Page MenuHomePhabricator

cloudcumin is slow when targeting many cloud VMs
Closed, ResolvedPublic

Description

This example Cumin command targets 131 cloud VMs:

cumin -b30 'O{project:tools}' 'id'

Running it in cloud-cumin-03.cloudinfra.eqiad1.wikimedia.cloud completes in about 7 seconds, while running it in cloudcumin1001.eqiad.wmnet completes in about 60 seconds.

(In T323484 we had to increase connect_timeout to 20 seconds in cloudcumin hosts, otherwise it would not even complete.)

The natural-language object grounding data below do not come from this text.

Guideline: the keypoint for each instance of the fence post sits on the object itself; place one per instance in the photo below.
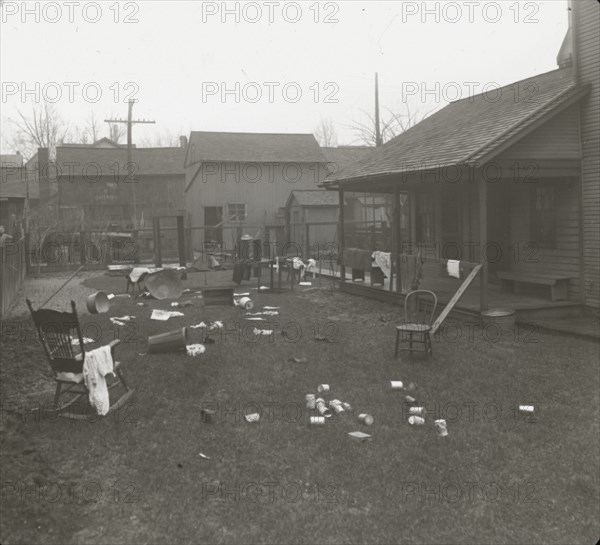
(82, 247)
(157, 248)
(27, 254)
(181, 244)
(307, 227)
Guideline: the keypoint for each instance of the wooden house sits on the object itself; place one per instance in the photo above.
(509, 180)
(96, 188)
(240, 181)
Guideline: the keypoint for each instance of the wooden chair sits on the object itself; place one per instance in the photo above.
(61, 338)
(419, 309)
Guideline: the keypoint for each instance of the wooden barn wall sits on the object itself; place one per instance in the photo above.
(155, 195)
(586, 20)
(325, 236)
(263, 187)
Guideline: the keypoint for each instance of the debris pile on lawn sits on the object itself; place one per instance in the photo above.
(164, 315)
(195, 349)
(121, 320)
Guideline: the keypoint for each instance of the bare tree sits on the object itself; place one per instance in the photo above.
(165, 139)
(326, 134)
(392, 124)
(45, 128)
(90, 132)
(116, 131)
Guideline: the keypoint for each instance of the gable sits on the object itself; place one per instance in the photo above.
(558, 138)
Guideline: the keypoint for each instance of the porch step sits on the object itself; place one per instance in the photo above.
(564, 310)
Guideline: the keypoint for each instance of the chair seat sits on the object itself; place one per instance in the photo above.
(69, 377)
(414, 328)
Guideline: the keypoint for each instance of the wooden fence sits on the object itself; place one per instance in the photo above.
(13, 269)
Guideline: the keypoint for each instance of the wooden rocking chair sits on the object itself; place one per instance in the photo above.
(61, 338)
(419, 309)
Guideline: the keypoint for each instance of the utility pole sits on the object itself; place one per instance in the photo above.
(130, 123)
(378, 139)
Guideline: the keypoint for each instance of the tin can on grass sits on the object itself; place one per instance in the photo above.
(441, 428)
(366, 419)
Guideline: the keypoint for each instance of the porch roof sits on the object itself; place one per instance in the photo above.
(468, 131)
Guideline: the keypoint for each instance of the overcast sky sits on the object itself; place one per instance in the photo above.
(287, 65)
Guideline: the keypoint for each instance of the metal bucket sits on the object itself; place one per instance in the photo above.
(97, 303)
(246, 303)
(504, 318)
(168, 342)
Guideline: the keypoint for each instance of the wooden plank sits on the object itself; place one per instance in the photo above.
(455, 298)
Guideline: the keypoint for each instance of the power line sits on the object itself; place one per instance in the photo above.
(130, 122)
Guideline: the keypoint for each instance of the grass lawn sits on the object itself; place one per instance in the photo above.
(137, 477)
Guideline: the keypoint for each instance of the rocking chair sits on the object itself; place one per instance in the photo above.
(419, 309)
(63, 343)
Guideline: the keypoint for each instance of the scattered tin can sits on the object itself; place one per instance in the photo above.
(441, 428)
(336, 405)
(366, 419)
(207, 415)
(321, 407)
(359, 435)
(246, 303)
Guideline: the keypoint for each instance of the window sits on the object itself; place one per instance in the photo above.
(543, 216)
(425, 218)
(236, 211)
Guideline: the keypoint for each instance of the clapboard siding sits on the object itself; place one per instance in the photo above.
(564, 258)
(263, 187)
(556, 139)
(587, 14)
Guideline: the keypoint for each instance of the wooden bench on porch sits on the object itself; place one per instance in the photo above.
(514, 280)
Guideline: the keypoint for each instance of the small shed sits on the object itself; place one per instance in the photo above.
(312, 217)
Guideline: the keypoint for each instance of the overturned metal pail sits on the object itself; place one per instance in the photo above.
(168, 342)
(98, 303)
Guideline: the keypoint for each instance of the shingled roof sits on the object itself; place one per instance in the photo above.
(468, 130)
(344, 156)
(314, 197)
(253, 148)
(11, 160)
(13, 184)
(72, 161)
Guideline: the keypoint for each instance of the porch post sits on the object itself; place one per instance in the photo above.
(342, 237)
(398, 245)
(483, 305)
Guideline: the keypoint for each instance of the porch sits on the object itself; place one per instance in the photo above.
(527, 308)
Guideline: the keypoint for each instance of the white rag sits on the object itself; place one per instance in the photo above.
(97, 364)
(384, 261)
(137, 272)
(453, 268)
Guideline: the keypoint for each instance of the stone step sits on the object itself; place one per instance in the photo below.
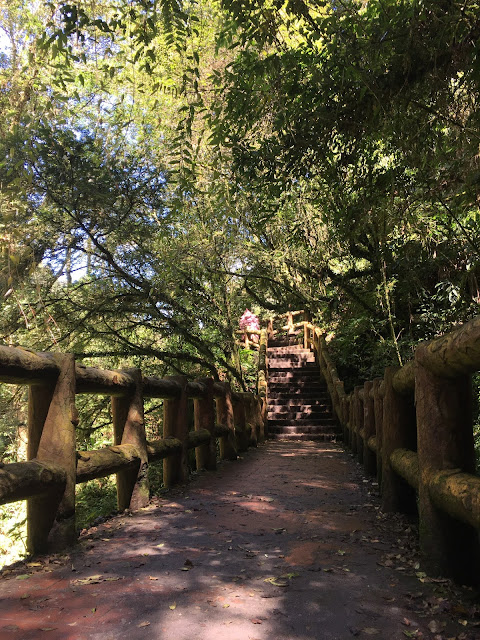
(278, 363)
(297, 428)
(288, 350)
(288, 404)
(299, 394)
(277, 412)
(317, 437)
(291, 387)
(300, 419)
(305, 356)
(304, 423)
(284, 342)
(292, 378)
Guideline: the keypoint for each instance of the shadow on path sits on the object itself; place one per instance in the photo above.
(286, 543)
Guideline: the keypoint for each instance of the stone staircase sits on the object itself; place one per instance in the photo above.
(299, 406)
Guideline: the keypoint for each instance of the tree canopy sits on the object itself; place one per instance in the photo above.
(167, 164)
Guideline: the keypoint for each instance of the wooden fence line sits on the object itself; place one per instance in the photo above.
(47, 480)
(413, 429)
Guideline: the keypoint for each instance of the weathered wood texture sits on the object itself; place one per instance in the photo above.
(175, 425)
(52, 421)
(369, 455)
(228, 450)
(405, 463)
(21, 366)
(99, 463)
(239, 418)
(262, 376)
(48, 479)
(21, 480)
(445, 442)
(129, 428)
(442, 470)
(204, 419)
(378, 412)
(398, 432)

Debugging this slowness with @dcaro we uncovered two main reasons and some possible solutions.

Reasons

SSH connections from cloudcumin to a Cloud VM use the so-called "double jump": they first connect to a Squid proxy at install1004.eqiad.wmnet, then to a SSH bastion host at restricted.bastion.wmcloud.org.

  • In the bastion, each connection from cloudcumin starts an instance of ssh-key-ldap-lookup, and that eats a lot of CPU, causing the bastion to slow down (load average climbs to more than 10)
  • We tried using SSH multiplexing, which resolves the load problem on the bastion (ssh-key-ldap-lookup is called only once), but the shared TCP connection between cloudcumin and the bastion host is always terminated after a few seconds. We suspect the termination is caused by the Squid proxy, because we don't see this behaviour when using a multiplexed connection between our local machines and the bastion.
Possible solutions
  • Beefing up the bastion VM with more CPUs and/or optimizing the ssh-key-ldap-lookup script to use fewer resources
  • Finding out why the multiplexed connection is terminated after a few seconds
Debugging info

This is the SSH multiplexing configuration that we tried adding to /etc/cumin/ssh_config in cloudcumin1001:

ControlMaster auto
ControlPath ~/.ssh/control-%C
ControlPersist 10m

Running a manual SSH to establish the shared "Control" connection with verbose logging:

root@cloudcumin1001:~# SSH_AUTH_SOCK=/run/keyholder/proxy.sock ssh -vvv -F /etc/cumin/ssh_config restricted.bastion.wmcloud.org

In another window:

fnegri@cloudcumin1001:~$ sudo cumin -b30 'O{project:tools}' 'id'

Cumin completes a bunch of hosts successfully and very quickly (40 PASS in 6 seconds), then it starts failing. The "Control" connection logs show:

debug3: mux_client_read_packet: read header failed: Broken pipe
debug2: Control master terminated unexpectedly
Shared connection to restricted.bastion.wmcloud.org closed.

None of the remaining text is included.